The basic strategy is to test each middleware in isolation, covering all the edge cases, and then create request specs that cover a happy code path, testing each of the middlewares while they work in sequence.

Each middleware is encouraged to rely on data passed through the provide/require syntax exclusively, except in stateful operations (such as database queries). By sticking to this rule, testing becomes as simple as mocking a context hash.

require 'spec_helper'

describe "/whoami" do
  let(:user) { FactoryGirl.create(:user, name: 'Clark Kent', token: 'Kryptonite') }

  context "with correct auth details" do
    it "responds with user name" do
      get "/whoami", {}, { 'Authorization' => 'Kryptonite' }
      expect(response.body).to match(/Clark Kent/)
    end
  end
end

describe Routes::Whoami do
  subject(:instance) { described_class.new(context) }
  let(:context) { { authenticated_user: double(name: "Clark Kent") } }

  it { is_expected.to respond_with_body_that_matches(/Clark Kent/) }
end

describe Middleware::AuthenticatedUser do
  subject(:instance) { described_class.new(context) }
  let(:context) do
    { request: instance_double(ActionDispatch::Request, headers: headers) }
  end

  let(:user) { FactoryGirl.create(:user, name: 'Clark Kent', token: 'Kryptonite') }

  context "with valid token" do
    it { is_expected.to call_next_middleware }
    it { is_expected.to provide(authenticated_user: user) }
  end

  context "with invalid token" do
    it { is_expected.to respond_with_status(401) }
    it { is_expected.to respond_with_body_that_matches(/access denied/i) }
  end
end

Routing

For routes that represent resource actions, Coach provides some syntactic sugar to allow concise mapping of endpoint to handler in Rails apps.

# config/routes.rb
Example::Application.routes.draw do
  router = Coach::Router.new(self)
  router.draw(Routes::Users,
              base: "/users",
              actions: [
                :index,
                :show,
                :create,
                :update,
                disable: { method: :post, url: "/:id/actions/disable" }
              ])
end

Default actions that conform to standard REST principles can be easily loaded, with the users resource being mapped to:

Method URL Description
GET /users Index all users
GET /users/:id Get user by ID
POST /users Create new user
PUT /users/:id Update user details
POST /users/:id/actions/disable Custom action routed to the given path suffix

Rendering

By now you'll probably agree that the rack response format isn't the nicest way to render responses. Coach comes sans renderer, and for a good reason.

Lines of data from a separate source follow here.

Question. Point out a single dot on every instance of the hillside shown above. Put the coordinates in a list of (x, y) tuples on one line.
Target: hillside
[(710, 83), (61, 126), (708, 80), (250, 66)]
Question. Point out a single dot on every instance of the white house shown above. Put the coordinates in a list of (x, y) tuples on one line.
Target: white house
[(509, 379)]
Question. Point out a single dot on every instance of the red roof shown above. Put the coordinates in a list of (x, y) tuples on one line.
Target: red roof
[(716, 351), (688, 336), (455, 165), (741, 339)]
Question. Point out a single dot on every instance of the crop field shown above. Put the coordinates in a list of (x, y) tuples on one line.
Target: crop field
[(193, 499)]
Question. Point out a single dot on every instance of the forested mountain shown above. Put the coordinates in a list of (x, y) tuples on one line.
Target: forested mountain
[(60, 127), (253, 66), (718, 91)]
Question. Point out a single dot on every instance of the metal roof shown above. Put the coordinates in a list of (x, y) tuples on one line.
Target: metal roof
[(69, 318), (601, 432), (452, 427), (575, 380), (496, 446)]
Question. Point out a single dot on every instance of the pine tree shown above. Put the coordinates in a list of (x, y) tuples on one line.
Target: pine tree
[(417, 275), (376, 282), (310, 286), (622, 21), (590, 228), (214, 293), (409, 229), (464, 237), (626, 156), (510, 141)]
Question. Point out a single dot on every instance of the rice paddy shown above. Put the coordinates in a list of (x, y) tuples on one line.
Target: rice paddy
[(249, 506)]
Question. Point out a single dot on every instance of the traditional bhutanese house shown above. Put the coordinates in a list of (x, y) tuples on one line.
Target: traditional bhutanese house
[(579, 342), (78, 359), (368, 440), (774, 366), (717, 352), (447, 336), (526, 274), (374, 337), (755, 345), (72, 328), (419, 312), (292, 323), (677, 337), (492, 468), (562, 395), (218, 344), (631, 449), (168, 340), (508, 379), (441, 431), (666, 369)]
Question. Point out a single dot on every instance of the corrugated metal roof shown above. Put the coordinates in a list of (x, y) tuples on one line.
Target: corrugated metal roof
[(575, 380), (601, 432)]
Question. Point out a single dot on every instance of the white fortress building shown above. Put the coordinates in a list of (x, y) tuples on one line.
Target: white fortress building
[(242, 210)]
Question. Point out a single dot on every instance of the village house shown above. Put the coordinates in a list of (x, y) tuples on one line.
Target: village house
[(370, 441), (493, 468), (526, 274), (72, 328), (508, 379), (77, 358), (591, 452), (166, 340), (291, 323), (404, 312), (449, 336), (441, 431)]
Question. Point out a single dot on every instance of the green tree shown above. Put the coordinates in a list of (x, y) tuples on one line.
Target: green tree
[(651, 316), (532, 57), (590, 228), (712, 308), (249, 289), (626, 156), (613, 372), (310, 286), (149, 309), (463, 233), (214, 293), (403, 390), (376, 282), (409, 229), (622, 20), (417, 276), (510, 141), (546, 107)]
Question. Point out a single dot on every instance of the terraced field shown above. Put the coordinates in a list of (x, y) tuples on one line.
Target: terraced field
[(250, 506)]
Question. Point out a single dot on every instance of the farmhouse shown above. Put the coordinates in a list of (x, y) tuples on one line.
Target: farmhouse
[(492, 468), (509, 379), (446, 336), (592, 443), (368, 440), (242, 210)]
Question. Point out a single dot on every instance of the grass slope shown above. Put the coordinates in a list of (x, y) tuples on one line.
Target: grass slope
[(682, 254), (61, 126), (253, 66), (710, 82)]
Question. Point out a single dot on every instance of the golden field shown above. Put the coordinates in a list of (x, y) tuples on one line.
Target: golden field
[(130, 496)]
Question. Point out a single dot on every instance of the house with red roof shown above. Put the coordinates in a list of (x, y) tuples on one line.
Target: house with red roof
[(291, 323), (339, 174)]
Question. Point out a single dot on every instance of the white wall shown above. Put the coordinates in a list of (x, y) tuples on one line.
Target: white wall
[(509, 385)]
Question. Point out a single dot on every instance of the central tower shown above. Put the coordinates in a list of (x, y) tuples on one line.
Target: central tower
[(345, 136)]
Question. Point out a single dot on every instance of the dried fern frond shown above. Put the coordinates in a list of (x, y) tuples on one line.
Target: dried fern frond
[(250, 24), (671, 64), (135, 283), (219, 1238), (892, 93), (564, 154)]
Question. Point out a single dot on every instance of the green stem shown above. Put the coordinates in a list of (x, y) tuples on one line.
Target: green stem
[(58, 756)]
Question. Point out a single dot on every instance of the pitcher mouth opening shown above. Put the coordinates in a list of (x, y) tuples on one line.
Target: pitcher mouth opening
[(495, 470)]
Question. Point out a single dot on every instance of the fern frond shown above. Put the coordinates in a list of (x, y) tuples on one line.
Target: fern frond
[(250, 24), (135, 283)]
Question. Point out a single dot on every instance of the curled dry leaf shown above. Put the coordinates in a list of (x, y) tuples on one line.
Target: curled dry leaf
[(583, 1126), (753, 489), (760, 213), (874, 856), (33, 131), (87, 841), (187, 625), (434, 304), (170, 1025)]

We initially built a Coach::Renderer module, but soon realised that doing so would prevent us from open sourcing. Our Renderer was 90% logic specific to the way our APIs function, including handling/formatting of validation errors, logging of unusual events etc.

What worked well for us is a standalone Renderer class that we could require in all our middleware that needed to format responses. This pattern also led to clearer code - consistent with our preference for explicit code, stating Renderer.new_resource(...) is instantly more debuggable than an inherited method on all middlewares.

Instrumentation

Coach uses ActiveSupport::Notifications to issue events that can be used to profile middleware.

Information for how to use ActiveSupports notifications can be found here.

Event Arguments
coach.handler.start event(:middleware, :request)
coach.middleware.start event(:middleware, :request)
coach.middleware.finish start, finish, id, event(:middleware, :request)
coach.handler.finish start, finish, id, event(:middleware, :request)
coach.request event containing request data and benchmarking

Of special interest is coach.request, which publishes statistics on an entire middleware chain and request. This data is particularly useful for logging, and is our solution to Rails process_action.action_controller event emitted on controller requests.

The benchmarking data includes information on how long each middleware took to process, along with the total duration of the chain.